Brian: Hearing you talk, I could be talking about my own experience with it too. There’s something about founding an organization; it’s such a creative act, and there are forces that just crush it. If something is able to protect it and help you differentiate from it so that it stands on its own, so that not even you can kill what you’ve created, and the specialness of it, there’s something kind of cool about that.

Phil: In the midst of this whole startup culture, that’s what no one tells the entrepreneur. You can actually kill your own specialness, and you probably will, unless you go out and solicit some advice from people who have done this before. I think that’s what you’re onto here, by giving people a framework in which to do this. It gives you, as the custodian of that specialness, enough to keep it. You’re not going to delegate that part of the organization. As the founder, that’s my primary role and task: “How do I keep that?” Someone else is going to help you with the rest; someone else has to develop that authority, and Holacracy is what can foster that. In the last year and a half, we’ve seen so many people take on real leadership roles in the organization. That was never the case before.
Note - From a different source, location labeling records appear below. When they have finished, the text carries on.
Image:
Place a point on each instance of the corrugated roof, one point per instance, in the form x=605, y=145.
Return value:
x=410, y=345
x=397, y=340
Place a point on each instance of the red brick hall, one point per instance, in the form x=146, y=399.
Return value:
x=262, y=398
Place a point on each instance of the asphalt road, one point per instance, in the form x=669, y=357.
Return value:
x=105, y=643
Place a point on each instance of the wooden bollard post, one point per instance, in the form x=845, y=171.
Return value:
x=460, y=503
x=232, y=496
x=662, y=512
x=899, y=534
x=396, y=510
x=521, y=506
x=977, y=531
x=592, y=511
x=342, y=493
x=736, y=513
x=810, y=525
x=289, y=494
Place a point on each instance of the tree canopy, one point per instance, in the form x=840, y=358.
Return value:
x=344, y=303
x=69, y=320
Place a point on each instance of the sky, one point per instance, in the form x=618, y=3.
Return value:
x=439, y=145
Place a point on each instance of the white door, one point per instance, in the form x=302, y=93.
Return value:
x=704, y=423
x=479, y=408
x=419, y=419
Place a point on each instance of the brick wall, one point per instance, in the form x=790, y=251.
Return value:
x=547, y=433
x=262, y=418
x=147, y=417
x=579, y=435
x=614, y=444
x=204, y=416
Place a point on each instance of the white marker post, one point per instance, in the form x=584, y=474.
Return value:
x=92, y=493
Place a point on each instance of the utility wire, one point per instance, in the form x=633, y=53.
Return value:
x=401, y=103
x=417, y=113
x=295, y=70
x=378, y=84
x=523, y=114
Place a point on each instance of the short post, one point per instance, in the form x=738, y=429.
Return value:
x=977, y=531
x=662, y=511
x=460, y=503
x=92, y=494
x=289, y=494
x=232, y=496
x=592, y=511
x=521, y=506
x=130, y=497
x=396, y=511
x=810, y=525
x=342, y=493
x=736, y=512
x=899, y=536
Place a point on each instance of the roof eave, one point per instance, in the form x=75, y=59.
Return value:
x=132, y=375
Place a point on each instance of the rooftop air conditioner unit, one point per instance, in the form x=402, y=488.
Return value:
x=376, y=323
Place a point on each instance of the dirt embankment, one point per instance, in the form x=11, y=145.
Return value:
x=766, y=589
When it comes down to it for me personally, I’d say Holacracy is a life-changing thing. I don’t think that’s overstating it. I came to your one-day workshop in New York on the recommendation of someone whose opinion I trusted. I left thinking that we need to seriously look at this, because this is a fundamental problem, the idea of how can we function in the modern world. The old ways aren’t going to work anymore. Everyone knows it, just like you know in your heart of hearts; the world can’t go backwards. We can kid ourselves and pretend, but in practice, you know when you come in to work on Monday morning at 9:00 that you’re doing something that just doesn’t feel appropriate anymore. There’s something amiss. I came out of your workshop thinking that you people have thought about these matters a lot more than I have. I felt Holacracy was something worth experimenting with, and I’m glad we did.

I’m very grateful to you guys for what you’ve done, because it has made a big difference not just for me personally but for the organization and for the people within the organization. I think they get it. First, it was like, “What is this?” “What the hell are they talking about and what am I going to do now?” Then later, they realized, “Oh, okay. I can’t claim that I don’t have a say in this thing because I obviously do.”